Nora hoped, as she drove along the Croydon Road, slowing traffic and creating a general annoyance to those backed up behind her, that she could still remember where it was. There was a bus stop nearby—a Request stop—and a bit of a lane—two wheel ruts in the grass, really—ah, there—yes. She flicked on her signal and turned into the lay-by, switched off her engine and got out of the car.

The graffiti artists had been busy over the years. So had the littering gypsies and the midnight lovers, from the looks of the surrounding area. Nora picked her way around the worst of the muck, and found the tree—the signal tree, one chalk arrow pointing to the sky to indicate Letter Posted—No Go if the arrow was pointing down.

Arrow up.

There was a brick blast wall in front of the entrance to the shelter—the remnants of a wall, anyway, the top half of it having long ago crumbled into elemental time, the bottom half buried in an archaeological compost of flattened tins and shattered bottles, newspapers, plastic bags, a woman’s shoe.

Nora knelt down and dug away at the rubbish with a prudently gloved hand. Third brick from the far end, four rows up…She jiggled it loose, like a tooth, and found the envelope, nestled inside the cavity, plain white, all business, with a self-sealing flap.

She sincerely hoped whatever message it contained would not require translating after all this time. Her code books were gone—burned or shredded—that aspect of her life, she had thought—erroneously, quite obviously—long past.

The message was not enciphered: it was in plain English, and had been typed.

IMPERATIVE WE MEET

HAMPSTEAD HEATH, HALF PAST TWO, MONDAY

VICTOR

Nora tore the note into stamp-sized shreds, set them afire in the grass with a lighter from her handbag, and watched the tendrils of paper curl and glow and revert to ash.

Hampstead Heath, she thought, making her way back to the car. Victor’s favourite old haunt. I wonder what he wants.

There were any number of ways a person could avail themselves of the contents of another’s private conversations, and Evan knew most of them.
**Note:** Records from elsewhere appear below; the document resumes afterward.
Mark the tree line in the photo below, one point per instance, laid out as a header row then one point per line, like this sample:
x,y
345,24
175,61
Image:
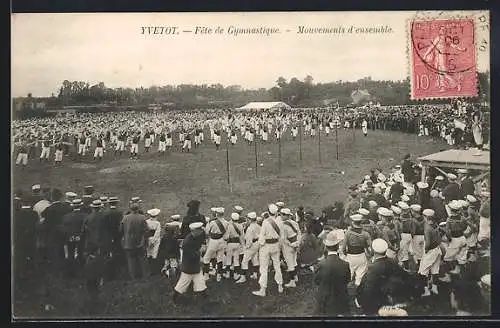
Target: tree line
x,y
295,92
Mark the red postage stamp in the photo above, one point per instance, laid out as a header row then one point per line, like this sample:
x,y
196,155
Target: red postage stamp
x,y
442,58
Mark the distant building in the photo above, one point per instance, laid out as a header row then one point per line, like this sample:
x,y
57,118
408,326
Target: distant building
x,y
266,105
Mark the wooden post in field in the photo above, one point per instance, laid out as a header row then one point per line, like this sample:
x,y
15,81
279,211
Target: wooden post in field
x,y
228,167
279,151
300,142
319,140
256,160
337,139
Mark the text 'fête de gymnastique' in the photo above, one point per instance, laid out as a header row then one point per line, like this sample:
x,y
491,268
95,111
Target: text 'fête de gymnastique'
x,y
264,30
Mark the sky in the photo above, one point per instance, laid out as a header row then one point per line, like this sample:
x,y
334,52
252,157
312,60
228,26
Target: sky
x,y
109,47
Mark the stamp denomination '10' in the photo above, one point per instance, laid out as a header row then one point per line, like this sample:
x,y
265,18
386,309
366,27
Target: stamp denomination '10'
x,y
443,61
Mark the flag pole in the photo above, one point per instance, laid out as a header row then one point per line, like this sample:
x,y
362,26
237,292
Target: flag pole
x,y
228,167
279,149
256,160
319,140
337,138
300,141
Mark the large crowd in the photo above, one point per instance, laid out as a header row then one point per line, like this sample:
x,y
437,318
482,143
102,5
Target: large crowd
x,y
396,240
114,133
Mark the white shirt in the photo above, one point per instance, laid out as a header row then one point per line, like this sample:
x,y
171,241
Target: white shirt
x,y
40,206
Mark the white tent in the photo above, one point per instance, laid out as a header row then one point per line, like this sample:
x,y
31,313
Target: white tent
x,y
265,105
457,159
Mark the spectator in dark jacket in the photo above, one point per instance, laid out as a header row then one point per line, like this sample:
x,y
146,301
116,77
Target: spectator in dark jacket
x,y
134,231
193,215
332,278
396,192
452,191
169,252
191,264
53,215
407,169
24,238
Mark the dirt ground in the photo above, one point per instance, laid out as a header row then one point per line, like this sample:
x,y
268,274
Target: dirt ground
x,y
168,182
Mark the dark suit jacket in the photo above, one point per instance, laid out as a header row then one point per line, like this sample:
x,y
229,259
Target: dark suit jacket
x,y
383,278
467,187
332,278
191,257
452,192
439,210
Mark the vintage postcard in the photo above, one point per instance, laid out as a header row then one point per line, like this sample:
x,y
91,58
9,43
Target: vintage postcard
x,y
250,165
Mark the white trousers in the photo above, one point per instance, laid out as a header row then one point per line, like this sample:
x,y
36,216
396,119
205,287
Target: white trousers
x,y
58,156
98,152
270,252
120,145
215,248
45,152
185,280
162,146
250,254
358,264
22,158
290,256
232,254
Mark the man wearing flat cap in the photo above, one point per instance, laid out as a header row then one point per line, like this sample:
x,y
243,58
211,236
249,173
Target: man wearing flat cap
x,y
94,249
191,271
53,215
193,215
270,238
384,283
331,278
134,231
217,231
250,249
72,227
112,217
452,190
456,251
431,260
467,186
356,247
437,204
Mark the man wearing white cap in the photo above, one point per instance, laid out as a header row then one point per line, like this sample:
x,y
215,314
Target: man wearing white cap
x,y
452,190
456,252
467,186
270,238
389,231
153,245
251,249
71,226
406,237
190,264
290,246
217,231
417,232
436,204
332,277
356,245
383,283
431,260
233,248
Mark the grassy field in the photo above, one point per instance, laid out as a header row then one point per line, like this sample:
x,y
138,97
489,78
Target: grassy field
x,y
168,182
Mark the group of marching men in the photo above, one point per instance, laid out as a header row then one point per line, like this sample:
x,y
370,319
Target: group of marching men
x,y
189,133
119,132
438,239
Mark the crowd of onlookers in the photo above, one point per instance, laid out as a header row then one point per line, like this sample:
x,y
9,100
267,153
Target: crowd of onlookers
x,y
404,241
96,133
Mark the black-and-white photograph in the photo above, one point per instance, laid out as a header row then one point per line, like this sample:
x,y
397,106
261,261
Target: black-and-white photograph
x,y
250,165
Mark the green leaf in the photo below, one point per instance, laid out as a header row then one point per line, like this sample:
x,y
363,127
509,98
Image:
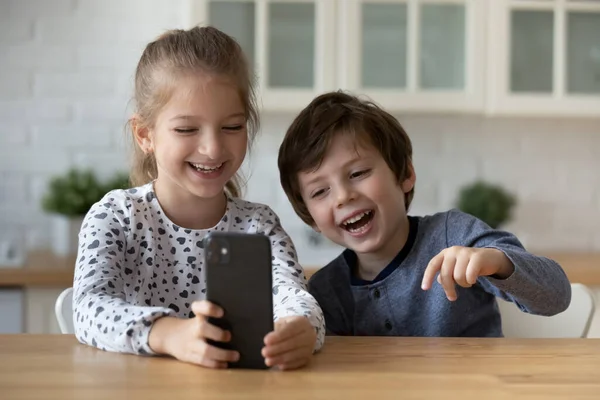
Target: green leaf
x,y
490,203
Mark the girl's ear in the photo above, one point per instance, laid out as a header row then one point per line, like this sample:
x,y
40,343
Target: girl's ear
x,y
142,134
409,183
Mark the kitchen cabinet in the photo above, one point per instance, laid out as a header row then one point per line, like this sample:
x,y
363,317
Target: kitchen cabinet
x,y
414,55
489,57
544,57
289,43
11,310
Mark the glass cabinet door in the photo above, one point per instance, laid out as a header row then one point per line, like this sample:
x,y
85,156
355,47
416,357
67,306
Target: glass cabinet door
x,y
583,52
442,54
384,45
291,44
531,51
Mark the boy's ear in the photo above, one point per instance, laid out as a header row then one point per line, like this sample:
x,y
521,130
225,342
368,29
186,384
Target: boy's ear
x,y
409,183
142,134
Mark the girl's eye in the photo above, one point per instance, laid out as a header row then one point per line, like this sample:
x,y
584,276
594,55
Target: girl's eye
x,y
185,130
359,173
233,128
317,193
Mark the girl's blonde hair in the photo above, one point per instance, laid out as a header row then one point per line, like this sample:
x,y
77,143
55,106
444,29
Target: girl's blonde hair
x,y
178,53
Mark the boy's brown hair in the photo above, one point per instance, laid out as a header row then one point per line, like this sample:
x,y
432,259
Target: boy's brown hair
x,y
307,141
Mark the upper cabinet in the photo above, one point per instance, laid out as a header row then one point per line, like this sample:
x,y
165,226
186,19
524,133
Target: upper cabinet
x,y
414,55
289,42
498,57
544,57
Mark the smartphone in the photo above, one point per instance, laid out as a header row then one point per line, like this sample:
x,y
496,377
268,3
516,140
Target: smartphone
x,y
239,279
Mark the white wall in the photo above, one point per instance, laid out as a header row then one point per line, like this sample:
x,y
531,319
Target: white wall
x,y
67,68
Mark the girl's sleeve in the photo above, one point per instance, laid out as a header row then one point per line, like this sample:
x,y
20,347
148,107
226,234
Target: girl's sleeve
x,y
102,316
290,294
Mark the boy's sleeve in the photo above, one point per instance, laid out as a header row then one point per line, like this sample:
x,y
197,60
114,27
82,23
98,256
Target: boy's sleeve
x,y
290,295
538,285
102,316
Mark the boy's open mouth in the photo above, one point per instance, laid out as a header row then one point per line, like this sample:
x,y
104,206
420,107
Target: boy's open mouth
x,y
356,223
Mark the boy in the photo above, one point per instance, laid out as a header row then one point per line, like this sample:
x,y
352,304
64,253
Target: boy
x,y
346,167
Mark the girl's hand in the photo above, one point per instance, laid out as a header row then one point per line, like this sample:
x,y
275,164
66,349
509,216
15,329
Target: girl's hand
x,y
186,339
291,344
463,265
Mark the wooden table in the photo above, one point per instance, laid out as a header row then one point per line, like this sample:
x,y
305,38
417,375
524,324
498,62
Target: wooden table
x,y
41,269
58,367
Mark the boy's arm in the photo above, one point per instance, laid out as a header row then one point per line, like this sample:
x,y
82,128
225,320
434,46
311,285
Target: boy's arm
x,y
538,285
290,294
102,316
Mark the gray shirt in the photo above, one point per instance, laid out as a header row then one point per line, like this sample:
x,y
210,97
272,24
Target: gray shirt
x,y
397,306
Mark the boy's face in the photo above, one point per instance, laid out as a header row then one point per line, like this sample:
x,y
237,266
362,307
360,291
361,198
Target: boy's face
x,y
355,199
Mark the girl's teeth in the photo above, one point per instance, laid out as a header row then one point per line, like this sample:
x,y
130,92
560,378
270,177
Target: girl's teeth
x,y
201,167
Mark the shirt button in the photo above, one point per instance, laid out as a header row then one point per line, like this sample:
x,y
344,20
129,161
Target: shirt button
x,y
388,325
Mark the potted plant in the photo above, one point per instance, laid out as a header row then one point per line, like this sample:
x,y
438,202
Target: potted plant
x,y
68,199
490,203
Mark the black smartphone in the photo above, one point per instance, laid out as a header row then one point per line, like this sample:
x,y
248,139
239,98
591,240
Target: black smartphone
x,y
239,279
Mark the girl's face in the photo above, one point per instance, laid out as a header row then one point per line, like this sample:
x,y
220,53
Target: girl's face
x,y
200,137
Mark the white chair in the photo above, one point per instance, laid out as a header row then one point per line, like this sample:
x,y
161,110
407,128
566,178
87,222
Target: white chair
x,y
63,308
574,322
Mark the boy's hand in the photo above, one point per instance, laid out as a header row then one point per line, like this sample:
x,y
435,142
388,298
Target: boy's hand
x,y
185,339
462,265
291,344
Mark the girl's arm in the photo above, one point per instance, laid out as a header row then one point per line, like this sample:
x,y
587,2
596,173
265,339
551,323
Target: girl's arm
x,y
290,295
103,317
There were the bugs: single microphones, extremely small, tethered by wire to their distant listening posts; microphones coupled with transmitters, somewhat larger, connected to existing power supplies or fitted with miniature batteries; passive devices designed to lie dormant for weeks or months, until they were stimulated to life by a remote radio signal.

Transmitters might be physically incorporated into existing telephone lines, or simply soldered into the instrument’s printed circuitry. Or embedded in a square of adhesive and stuck to the corner of a window pane. Or concealed in the curtains, its thread-thin antenna woven right into the fabric. A dedicated listener, unable to penetrate a target room by conventional means, might even resort to picking up the minor vibrations of a person’s voice by bouncing laser beams off his window. Or by dropping a microphone into an air vent attached to a toilet—the theory being that the water in the toilet would act as a diaphragm and conduct the nearby noises up the pipe.